The conceit that minds are “robots vehicles” — passive receptacles for various external inputs — vastly oversimplifies both the neurobiology and the psychology of human learning processes, not to mention the dynamics of cultural life. “Memetics”, as its practitioners like to call their hopeful monster (to borrow term), is a curious throwback to the Behaviorist tabula rasa hypothesis — the claim that human behavior is wholly determined by external inputs (“reinforcers”). To the contrary, memes are always embedded in minds (anything external is only a “latent” meme), and it is minds that do the selecting and use of memes. Humans do not slavishly imitate whatever they see, or hear. They are highly selective, and manipulative, both in terms of their personal choices and in what they may attempt to foist on others. Denial of the primacy of human actors in the selection and transmission of social behavior and cultural information is bad psychology — and bad anthropology. I’m reminded of a whimsical old poem about ghosts that I will take the liberty of bowdlerizing: “Yesterday upon the stair, I met a meme who wasn’t there. He wasn’t there again today. I wish that he would go away.”

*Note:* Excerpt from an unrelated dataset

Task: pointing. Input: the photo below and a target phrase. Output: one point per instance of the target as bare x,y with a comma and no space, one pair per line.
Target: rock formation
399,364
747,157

But can’t it also be said that ideas, ideologies, religions, books, music, technologies, etc., “compete” with one another? Yes, of course, but only metaphorically. To be precise, memes are differentially selected by prospective users, based on the users’ preferences. Memes themselves are “powerless” despite the uncharacteristic “hype” of Scientific American, which recently featured a promotional article by Blackmore on “The Power of Memes”. False analogies can do a lot of mischief, so it is important to keep the meme in its proper place as a term of convenience for a broad category of social phenomena and not as a distinct, self-serving causal agency. In so doing, we can also lend support to the null hypothesis: we call the shots on whether or not to imitate the purveyors of this particular meme.